Cised Adana Şube Başkanı Uz.Dr.Canatar."İyi İlişki İçin İyi İletişim Şarttır."

Cised Adana Şube Başkanı Uz.Dr.Canatar.
Haberler
Haberler
Twitter'da Paylaş Facebook'da Paylaş WhatsApp'da Paylaş

Cinsel Sağlık Enstitüsü Derneği (CİSED) Adana Şube Başkanı Uz.Dr.Taner Canatar, "İyi ilişki için iyi iletişim şarttır."

Cinsel Sağlık Enstitüsü Derneği (CİSED) Adana Şube Başkanı Uz. Dr. Taner Canatar, "İyi ilişki için iyi iletişim şarttır. Kişinin içinde bulunduğu korku çemberini kırması ve taleplerini açıkça dile getirmesi, karşısındakini eleştirdiği konularda da önce kendisini düzeltmesi gerekir" dedi.

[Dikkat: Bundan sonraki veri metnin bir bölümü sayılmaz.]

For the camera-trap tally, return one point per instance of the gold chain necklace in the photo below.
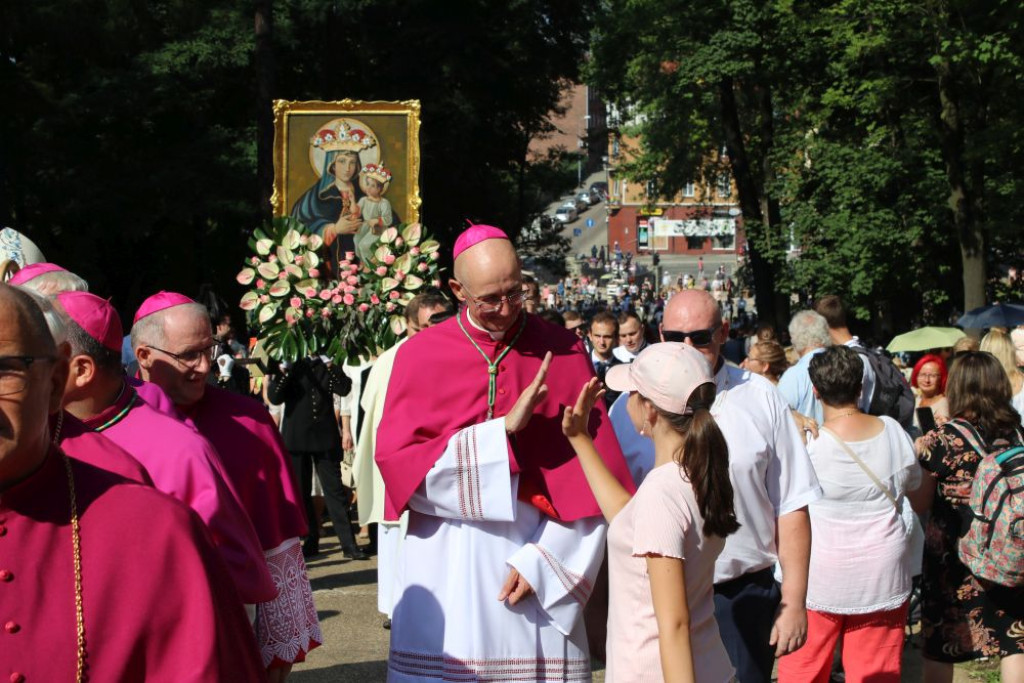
(76, 548)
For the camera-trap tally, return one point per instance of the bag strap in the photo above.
(863, 465)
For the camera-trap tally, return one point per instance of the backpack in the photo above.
(992, 545)
(893, 395)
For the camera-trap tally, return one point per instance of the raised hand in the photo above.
(530, 397)
(576, 419)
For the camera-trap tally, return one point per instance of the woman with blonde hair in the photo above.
(999, 344)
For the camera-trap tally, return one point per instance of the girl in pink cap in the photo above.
(663, 542)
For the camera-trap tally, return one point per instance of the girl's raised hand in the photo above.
(574, 419)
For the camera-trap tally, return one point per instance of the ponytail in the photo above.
(706, 462)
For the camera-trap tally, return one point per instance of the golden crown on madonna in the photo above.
(343, 137)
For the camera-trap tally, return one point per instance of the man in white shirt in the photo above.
(773, 482)
(830, 307)
(809, 335)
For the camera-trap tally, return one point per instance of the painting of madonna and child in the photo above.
(347, 170)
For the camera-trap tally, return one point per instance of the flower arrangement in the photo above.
(359, 310)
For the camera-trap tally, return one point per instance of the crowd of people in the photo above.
(758, 505)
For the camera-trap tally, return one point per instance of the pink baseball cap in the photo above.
(474, 235)
(666, 374)
(160, 301)
(95, 315)
(32, 271)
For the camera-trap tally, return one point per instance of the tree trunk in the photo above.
(263, 59)
(750, 205)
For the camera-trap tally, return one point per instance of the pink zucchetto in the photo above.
(34, 270)
(160, 301)
(474, 235)
(95, 315)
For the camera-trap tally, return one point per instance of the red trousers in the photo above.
(872, 647)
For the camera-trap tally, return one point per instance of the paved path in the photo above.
(355, 645)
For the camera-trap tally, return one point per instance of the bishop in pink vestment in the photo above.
(505, 538)
(253, 457)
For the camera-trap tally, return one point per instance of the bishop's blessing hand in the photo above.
(530, 397)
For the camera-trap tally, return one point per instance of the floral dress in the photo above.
(962, 617)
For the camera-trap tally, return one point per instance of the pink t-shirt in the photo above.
(662, 519)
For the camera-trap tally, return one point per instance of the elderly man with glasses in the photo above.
(773, 480)
(505, 538)
(100, 578)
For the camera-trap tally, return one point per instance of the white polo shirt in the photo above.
(769, 467)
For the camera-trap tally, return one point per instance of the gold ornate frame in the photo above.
(287, 113)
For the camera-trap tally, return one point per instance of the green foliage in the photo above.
(128, 140)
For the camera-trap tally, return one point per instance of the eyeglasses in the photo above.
(14, 372)
(192, 358)
(489, 304)
(697, 338)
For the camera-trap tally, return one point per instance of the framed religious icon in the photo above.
(347, 170)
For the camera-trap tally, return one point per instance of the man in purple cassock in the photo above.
(100, 579)
(181, 463)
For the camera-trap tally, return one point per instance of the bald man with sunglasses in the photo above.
(773, 480)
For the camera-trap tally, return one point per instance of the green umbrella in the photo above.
(925, 338)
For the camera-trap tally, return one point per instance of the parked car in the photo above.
(565, 214)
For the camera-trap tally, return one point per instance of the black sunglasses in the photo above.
(697, 337)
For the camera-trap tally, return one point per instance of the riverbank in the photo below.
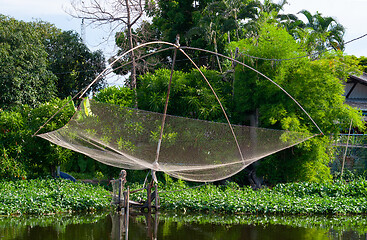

Dr. Canatar, yazılı açıklamasında, çiftler arasındaki cinsel sorunları ya da ilişkilerdeki çatışmaları çözmenin yolunun, iletişimi sağlıklı hale getirmekten geçtiğini söyledi.

Bozuk iletişimin, sorunların başlangıcında ve sürmesinde önemli rol oynadığına dikkati çeken Canatar, "Bu durum profesyonel destek sırasında da terapiyi zorlaştırmakta. İyi iletişim için öncelikle kişinin içinde bulunduğu korku çemberini kırması ve taleplerini açıkça dile getirmesi, karşısındakini eleştirdiği konularda da önce kendisini düzeltmesi gerekir" dedi.

-İletişimi güçlendirmenin iki yolu-

Çiftler birbirleri hakkından olumsuz bir değerlendirmede bulunduklarında, birbirlerini suçladıklarında ya da eleştirdiklerinde, iletişimi güçelendirmek için iki teknik önerdiklerini kaydeden Canatar, şöyle devam etti:

"Her suçlamanın, eleştirinin ve olumsuz değerlendirmenin ardında gizli bir temenni yatar. Kişinin bu temenniyi keşfedip, partnerinden talep etmesi gerekli.

'Sen beni sevmiyorsun, benimle ilgilenmiyorsun' diyen kişinin gizli temennisi aslında 'Beni sev, benimle ilgilen' şeklindedir. Ancak bunu söylemek yerine, suçlamak belki daha kolay geliyor. Çünkü çoğu çift, daha önce bu temennilerini ifade etmiş ve reddedilmiş oluyor ya da reddedilmekten çok korkuyor. Herkesin kendisini sevmesi ve ilgilenmesi gerektiğine inanıyor. Bu yüzden bilinçdışlarında istemeden bir korku çemberi oluşturuyor.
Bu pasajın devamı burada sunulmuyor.